Si beaucoup cite Little Miss Sunshine en référence, il ne faut pas pousser Mémé dans les orties, surtout quand elle n’a pas de culotte. Juno est un très très très joli flim, mais n’atteint pas la perfection de LMS.
Jason Reitman, toujours fils du vénéré Ivan, toujours réalisateur de Thank You for smoking porte à l’écran un script de Diablo Cody, ancienne stripteaseuse, mais ça on s’en fout. La réal’ est sobre, le ton est doux-amer sous couvert de pas mal d’humour.

Fort bien écrit, le rôle de Juno est un cadeau fait à Ellen Page, qui révèle (enfin) tout son talent au monde entier. Crédible, parfois touchante, parfois irritante, la petite canadienne bénéficie d’un rôle à sa pleine mesure, loin des rôles d’ado stéréotypés, tant Juno fait tout à l’envers.

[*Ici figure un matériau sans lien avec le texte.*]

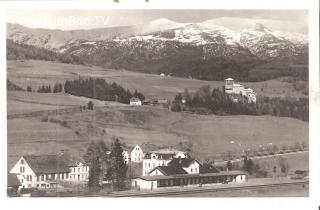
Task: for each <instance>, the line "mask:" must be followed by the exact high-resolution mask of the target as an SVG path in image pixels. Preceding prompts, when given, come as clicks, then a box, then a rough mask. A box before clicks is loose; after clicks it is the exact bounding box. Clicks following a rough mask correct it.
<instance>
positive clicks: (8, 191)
mask: <svg viewBox="0 0 320 210" xmlns="http://www.w3.org/2000/svg"><path fill="white" fill-rule="evenodd" d="M20 188H21V182H20V181H19V179H18V177H17V174H10V173H8V174H7V194H8V196H12V195H16V194H18V192H19V189H20Z"/></svg>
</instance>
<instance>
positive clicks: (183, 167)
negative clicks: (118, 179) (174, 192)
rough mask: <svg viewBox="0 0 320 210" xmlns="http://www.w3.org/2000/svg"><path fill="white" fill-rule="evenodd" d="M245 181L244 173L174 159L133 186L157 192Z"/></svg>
mask: <svg viewBox="0 0 320 210" xmlns="http://www.w3.org/2000/svg"><path fill="white" fill-rule="evenodd" d="M245 181H246V174H245V173H244V172H242V171H219V170H218V169H216V168H215V167H213V166H212V165H209V164H204V165H201V164H200V163H199V162H198V161H197V160H195V159H191V158H173V159H172V160H171V161H169V162H168V164H167V165H166V166H165V165H163V166H157V167H155V168H154V169H153V170H151V171H150V172H149V173H148V174H147V175H145V176H140V177H136V178H134V179H132V183H131V184H132V187H133V188H137V189H142V190H155V189H161V188H171V187H187V186H202V185H213V184H222V183H242V182H245Z"/></svg>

Et on a plaisir à retrouver les Bluth. Jason Bateman est excellent. Peut-être le véritable pendant masculin de Juno avec quelques années de plus, que le contact de la gamine va libérer. Michael Cera, n’a finalement pas tant de scènes que ça mais sa bonne bouille et son regard de cocker sont toujours aussi fameux. Autres seconds rôles de classe: les parents de Juno sont incarnés par JK Simmons (Schillinger dans Oz, et patron de firme dans Thank you…) et Allison Janey (Claudia dans the West Wing).

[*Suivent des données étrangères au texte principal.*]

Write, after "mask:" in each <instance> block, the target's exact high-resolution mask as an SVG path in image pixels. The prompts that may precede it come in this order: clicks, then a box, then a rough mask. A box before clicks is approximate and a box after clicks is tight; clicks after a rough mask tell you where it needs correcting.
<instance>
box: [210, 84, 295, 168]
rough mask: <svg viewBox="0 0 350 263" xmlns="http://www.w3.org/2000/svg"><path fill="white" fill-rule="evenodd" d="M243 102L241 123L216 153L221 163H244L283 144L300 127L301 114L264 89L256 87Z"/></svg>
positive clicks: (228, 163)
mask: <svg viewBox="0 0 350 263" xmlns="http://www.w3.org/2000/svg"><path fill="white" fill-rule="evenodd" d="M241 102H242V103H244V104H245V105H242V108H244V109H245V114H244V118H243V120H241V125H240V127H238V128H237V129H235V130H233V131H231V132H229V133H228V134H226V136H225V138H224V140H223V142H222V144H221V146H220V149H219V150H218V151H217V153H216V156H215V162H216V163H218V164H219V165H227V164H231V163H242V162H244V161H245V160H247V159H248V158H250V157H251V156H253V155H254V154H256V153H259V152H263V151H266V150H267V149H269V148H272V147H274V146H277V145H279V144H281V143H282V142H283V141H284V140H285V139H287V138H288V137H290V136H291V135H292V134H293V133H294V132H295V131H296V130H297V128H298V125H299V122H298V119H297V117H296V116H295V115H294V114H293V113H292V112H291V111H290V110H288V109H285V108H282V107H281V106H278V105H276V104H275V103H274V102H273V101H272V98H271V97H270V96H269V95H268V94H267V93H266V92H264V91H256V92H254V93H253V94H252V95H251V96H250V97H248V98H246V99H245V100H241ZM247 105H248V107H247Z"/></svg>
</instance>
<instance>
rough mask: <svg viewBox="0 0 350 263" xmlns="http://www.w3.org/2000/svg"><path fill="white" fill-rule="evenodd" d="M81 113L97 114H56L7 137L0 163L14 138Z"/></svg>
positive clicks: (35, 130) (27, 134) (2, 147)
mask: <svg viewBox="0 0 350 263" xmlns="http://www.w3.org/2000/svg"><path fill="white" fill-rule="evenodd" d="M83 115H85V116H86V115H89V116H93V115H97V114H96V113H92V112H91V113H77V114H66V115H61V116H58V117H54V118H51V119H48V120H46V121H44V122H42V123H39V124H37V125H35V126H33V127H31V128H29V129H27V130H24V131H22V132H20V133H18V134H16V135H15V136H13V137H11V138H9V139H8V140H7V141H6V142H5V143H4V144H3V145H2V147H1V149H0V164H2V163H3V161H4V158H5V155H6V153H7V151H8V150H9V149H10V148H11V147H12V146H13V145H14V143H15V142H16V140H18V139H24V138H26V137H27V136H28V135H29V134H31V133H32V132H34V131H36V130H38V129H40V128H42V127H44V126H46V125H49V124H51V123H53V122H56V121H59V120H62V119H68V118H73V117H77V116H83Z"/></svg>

Voilà un très très très joli flim (je radote), qui parvient à éviter le gnan gnan et les clichés propres au genre. Tantôt touchant, souvent drôle (vous ne rirez pas aux larmes non plus), s’appuyant sur une BO de très bon goût, Juno vous est plus que vivement recommandé si vous souhaitez passer un très bon petit moment de cinéma pas prise de tête.